D-STGCNT: A Dense Spatio-Temporal Graph Conv-GRU Network based on transformer for assessment of patient physical rehabilitation
Youssef Mourchid, Rim Slama
TL;DR
The paper tackles home-based rehabilitation assessment by proposing D-STGCNT, a Dense Spatio-Temporal Graph Conv-GRU Network augmented with a Transformer encoder to handle variable-length skeleton sequences. The approach combines dense STGC-GRU blocks with multi-hop spatial graph convolutions, ConvGRU temporal modeling, and a transformer for long-range dependencies, accompanied by position encoding and multiple regression losses. Empirical results on KIMORE and UI-PRMD show state-of-the-art accuracy (MAD, RMSE, MAPE) and faster computation, along with qualitative joint-attention feedback that identifies key joints driving scores. This work enables accurate, real-time quality scoring and interpretable feedback for rehabilitation, potentially facilitating home-based therapy with clinician-like guidance.
Abstract
This paper tackles the challenge of automatically assessing physical rehabilitation exercises for patients who perform the exercises without clinician supervision. The objective is to provide a quality score to ensure correct performance and achieve desired results. To achieve this goal, a new graph-based model, the Dense Spatio-Temporal Graph Conv-GRU Network with Transformer, is introduced. This model combines a modified version of STGCN and transformer architectures for efficient handling of spatio-temporal data.
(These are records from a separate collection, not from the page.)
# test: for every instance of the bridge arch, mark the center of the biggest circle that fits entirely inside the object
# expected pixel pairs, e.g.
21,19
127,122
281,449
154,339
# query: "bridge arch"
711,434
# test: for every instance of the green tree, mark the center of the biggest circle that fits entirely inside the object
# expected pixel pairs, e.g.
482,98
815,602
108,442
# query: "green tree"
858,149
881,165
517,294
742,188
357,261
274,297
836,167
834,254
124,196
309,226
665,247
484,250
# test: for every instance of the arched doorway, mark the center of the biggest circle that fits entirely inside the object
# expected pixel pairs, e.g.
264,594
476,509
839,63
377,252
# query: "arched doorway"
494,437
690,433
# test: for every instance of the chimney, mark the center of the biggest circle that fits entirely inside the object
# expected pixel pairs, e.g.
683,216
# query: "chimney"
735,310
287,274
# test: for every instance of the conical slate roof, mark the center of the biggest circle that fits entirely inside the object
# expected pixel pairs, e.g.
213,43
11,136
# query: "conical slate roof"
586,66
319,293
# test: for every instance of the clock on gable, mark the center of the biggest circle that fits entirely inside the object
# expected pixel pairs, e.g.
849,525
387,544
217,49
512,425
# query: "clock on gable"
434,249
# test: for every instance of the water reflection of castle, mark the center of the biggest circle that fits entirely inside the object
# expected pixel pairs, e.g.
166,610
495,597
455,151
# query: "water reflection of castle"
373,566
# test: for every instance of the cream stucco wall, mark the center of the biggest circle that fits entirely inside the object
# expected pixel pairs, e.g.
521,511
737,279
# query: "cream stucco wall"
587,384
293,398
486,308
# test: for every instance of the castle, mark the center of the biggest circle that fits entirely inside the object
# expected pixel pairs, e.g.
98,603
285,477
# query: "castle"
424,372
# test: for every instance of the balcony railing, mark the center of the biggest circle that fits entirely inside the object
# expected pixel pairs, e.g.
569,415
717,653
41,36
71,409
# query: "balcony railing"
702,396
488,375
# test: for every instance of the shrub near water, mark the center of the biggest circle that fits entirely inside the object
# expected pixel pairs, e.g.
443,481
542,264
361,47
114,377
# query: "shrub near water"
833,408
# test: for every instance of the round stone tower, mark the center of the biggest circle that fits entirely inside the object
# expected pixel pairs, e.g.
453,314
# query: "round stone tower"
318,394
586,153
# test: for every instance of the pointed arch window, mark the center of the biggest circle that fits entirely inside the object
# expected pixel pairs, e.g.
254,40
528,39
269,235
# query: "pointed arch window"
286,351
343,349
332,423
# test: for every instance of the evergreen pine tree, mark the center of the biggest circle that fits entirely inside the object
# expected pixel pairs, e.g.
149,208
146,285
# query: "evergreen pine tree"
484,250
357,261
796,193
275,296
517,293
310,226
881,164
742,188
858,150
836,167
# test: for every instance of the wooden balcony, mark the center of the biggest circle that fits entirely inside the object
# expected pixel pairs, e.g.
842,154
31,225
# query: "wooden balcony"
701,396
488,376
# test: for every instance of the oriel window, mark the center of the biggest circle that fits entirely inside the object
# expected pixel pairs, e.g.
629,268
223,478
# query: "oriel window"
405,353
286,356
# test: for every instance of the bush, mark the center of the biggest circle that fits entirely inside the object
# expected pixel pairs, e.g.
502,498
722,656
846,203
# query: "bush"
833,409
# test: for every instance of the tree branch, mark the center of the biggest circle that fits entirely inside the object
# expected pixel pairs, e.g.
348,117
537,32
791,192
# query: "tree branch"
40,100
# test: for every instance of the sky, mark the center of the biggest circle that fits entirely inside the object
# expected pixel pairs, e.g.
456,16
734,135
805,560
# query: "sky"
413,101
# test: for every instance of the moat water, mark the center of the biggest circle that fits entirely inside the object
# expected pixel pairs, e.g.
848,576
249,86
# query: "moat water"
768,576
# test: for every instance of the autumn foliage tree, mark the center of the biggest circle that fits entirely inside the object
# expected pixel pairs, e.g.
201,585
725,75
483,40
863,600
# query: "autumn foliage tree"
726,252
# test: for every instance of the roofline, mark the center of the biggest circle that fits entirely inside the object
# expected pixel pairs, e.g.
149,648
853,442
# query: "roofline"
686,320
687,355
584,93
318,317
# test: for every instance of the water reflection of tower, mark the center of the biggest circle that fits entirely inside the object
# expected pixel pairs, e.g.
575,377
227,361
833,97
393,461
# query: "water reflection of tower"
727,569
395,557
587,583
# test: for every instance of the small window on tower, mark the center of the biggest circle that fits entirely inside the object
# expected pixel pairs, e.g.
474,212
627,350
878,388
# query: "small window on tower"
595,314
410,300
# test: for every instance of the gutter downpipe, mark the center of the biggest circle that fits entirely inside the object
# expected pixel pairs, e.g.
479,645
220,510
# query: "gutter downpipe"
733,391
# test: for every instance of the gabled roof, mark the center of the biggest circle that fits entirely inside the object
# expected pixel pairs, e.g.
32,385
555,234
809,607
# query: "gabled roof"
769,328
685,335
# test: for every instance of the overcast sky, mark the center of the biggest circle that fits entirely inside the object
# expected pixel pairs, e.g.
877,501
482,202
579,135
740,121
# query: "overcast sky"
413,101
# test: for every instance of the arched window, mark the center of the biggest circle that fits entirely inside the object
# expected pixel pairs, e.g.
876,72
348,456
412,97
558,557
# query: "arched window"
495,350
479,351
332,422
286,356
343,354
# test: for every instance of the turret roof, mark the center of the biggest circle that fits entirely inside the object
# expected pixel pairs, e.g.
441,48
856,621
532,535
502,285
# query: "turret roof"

The key idea is to consider skeleton data respecting its non-linear structure as a graph and detecting joints playing the main role in each rehabilitation exercise. Dense connections and GRU mechanisms are used to rapidly process large 3D skeleton inputs and effectively model temporal dynamics. The transformer encoder's attention mechanism focuses on relevant parts of the input sequence, making it useful for evaluating rehabilitation exercises. The evaluation of our proposed approach on the KIMORE and UI-PRMD datasets highlighted its potential, surpassing state-of-the-art methods in terms of accuracy and computational time. This resulted in faster and more accurate learning and assessment of rehabilitation exercises. Additionally, our model provides valuable feedback through qualitative illustrations, effectively highlighting the significance of joints in specific exercises.